6ª) Como são realizadas as internações no Hospital Lacan e qual tempo mínimo de duração?
As internações são realizadas a partir do encaminhamento por serviços de saúde ou pelo sistema judicial. A internação pode ser voluntária (com o consentimento do paciente), involuntária (sem o consentimento, a pedido do médico ou equipe de saúde, e com critérios de gravidade presentes) ou compulsória (determinada pelo Juiz). O tempo varia de acordo com a necessidade do paciente, cada caso é avaliado individualmente pela equipe que atende.
7ª) Explique-nos com detalhes de que forma o Lacan realiza o tratamento para as gestantes dependentes químicas?
As gestantes recebem o tratamento em uma enfermaria especializada para mulheres dependentes de substâncias. O tratamento é multiprofissional, e conta com atendimentos psicológicos individuais e em grupo, atendimento com médico psiquiatra, clínico e obstetra, assistente social, profissional da educação física, terapia ocupacional, enfermagem 24 horas, aconselhamento nos 12 passos dos grupos anônimos, além do acompanhamento da gestação, sendo realizado todos os exames do pré-natal e preparação para o parto e puerpério, sendo um dos aspectos mais importantes a prevenção da recaída após a internação. O pré-natal de alta complexidade e os partos são realizados no Hospital de Referência Leonor Mendes de Barros.
8ª) Qual foi a importância do 2º Fórum realizado pelo Hospital Lacan com o tema: “A dependência química na gestação”?

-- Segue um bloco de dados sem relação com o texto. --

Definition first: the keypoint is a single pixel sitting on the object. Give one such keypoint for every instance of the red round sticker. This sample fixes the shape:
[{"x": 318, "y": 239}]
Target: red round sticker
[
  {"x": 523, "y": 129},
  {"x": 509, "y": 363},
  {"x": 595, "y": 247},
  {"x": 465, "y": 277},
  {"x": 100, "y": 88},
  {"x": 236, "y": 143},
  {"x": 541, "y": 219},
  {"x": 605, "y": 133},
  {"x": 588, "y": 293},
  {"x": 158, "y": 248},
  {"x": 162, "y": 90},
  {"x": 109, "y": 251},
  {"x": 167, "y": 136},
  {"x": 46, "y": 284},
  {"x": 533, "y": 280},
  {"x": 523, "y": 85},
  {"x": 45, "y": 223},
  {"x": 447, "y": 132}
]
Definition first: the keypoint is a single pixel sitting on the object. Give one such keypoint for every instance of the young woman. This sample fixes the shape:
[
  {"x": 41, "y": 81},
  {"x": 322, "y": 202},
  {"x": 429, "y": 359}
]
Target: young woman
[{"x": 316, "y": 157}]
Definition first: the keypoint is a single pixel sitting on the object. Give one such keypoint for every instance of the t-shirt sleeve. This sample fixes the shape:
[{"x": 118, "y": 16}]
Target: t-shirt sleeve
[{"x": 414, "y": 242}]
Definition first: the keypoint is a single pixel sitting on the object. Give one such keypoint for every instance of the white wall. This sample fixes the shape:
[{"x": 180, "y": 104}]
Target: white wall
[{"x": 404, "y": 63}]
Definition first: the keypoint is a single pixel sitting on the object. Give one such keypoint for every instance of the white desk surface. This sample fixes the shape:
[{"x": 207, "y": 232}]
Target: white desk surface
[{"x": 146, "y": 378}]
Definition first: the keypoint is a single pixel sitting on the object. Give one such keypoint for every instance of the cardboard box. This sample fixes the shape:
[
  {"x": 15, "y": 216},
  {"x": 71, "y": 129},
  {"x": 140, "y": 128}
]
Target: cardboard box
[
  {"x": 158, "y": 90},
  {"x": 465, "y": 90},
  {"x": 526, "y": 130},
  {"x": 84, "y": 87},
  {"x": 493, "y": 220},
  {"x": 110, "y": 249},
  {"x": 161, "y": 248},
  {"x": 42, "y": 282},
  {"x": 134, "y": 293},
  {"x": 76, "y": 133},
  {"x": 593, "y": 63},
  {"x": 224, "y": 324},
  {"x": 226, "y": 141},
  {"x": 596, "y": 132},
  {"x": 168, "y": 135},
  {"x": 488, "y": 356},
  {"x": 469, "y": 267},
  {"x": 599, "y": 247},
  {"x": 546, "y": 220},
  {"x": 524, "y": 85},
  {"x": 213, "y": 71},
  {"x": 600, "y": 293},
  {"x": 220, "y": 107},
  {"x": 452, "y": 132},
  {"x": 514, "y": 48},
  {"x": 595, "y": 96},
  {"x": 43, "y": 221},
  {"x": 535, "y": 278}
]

O uso de substâncias psicoativas entre gestantes é um tema complexo e delicado, pois envolve além da saúde da mulher a saúde do feto. É uma grande preocupação para a saúde pública. Em geral a mãe teme relatar o consumo ou a quantidade exata deste consumo de substâncias, por medo de represálias. Este medo dificulta o acesso destas gestantes ao serviço de saúde e ao tratamento adequado. Também, muitos profissionais da saúde sentem falta de maior capacitação para manejar estes casos diante da gravidade. Foi um sucesso com profissionais de saúde e gestores do estado inteiro.
Agradecemos ao Dr. Hewdy pelas informações e atenção com o site da UNIAD!
*Adriana Moraes – Psicóloga da SPDM (Associação Paulista para o Desenvolvimento da Medicina) – Especialista em Dependência Química – Colaboradora do site da UNIAD (Unidade de Pesquisa em Álcool e Drogas).
Referências:
[1] tese de mestrado Dr. Hewdy https://www.unip.br/ensino/pos_graduacao/strictosensu/administracao/download/adm_hewdyloboribeiro.pdf
[2] O tratamento do usuário de crack – Marcelo Ribeiro, Ronaldo Laranjeira (Orgs) 2ª edição – Porto Alegre: Artmed, 2012.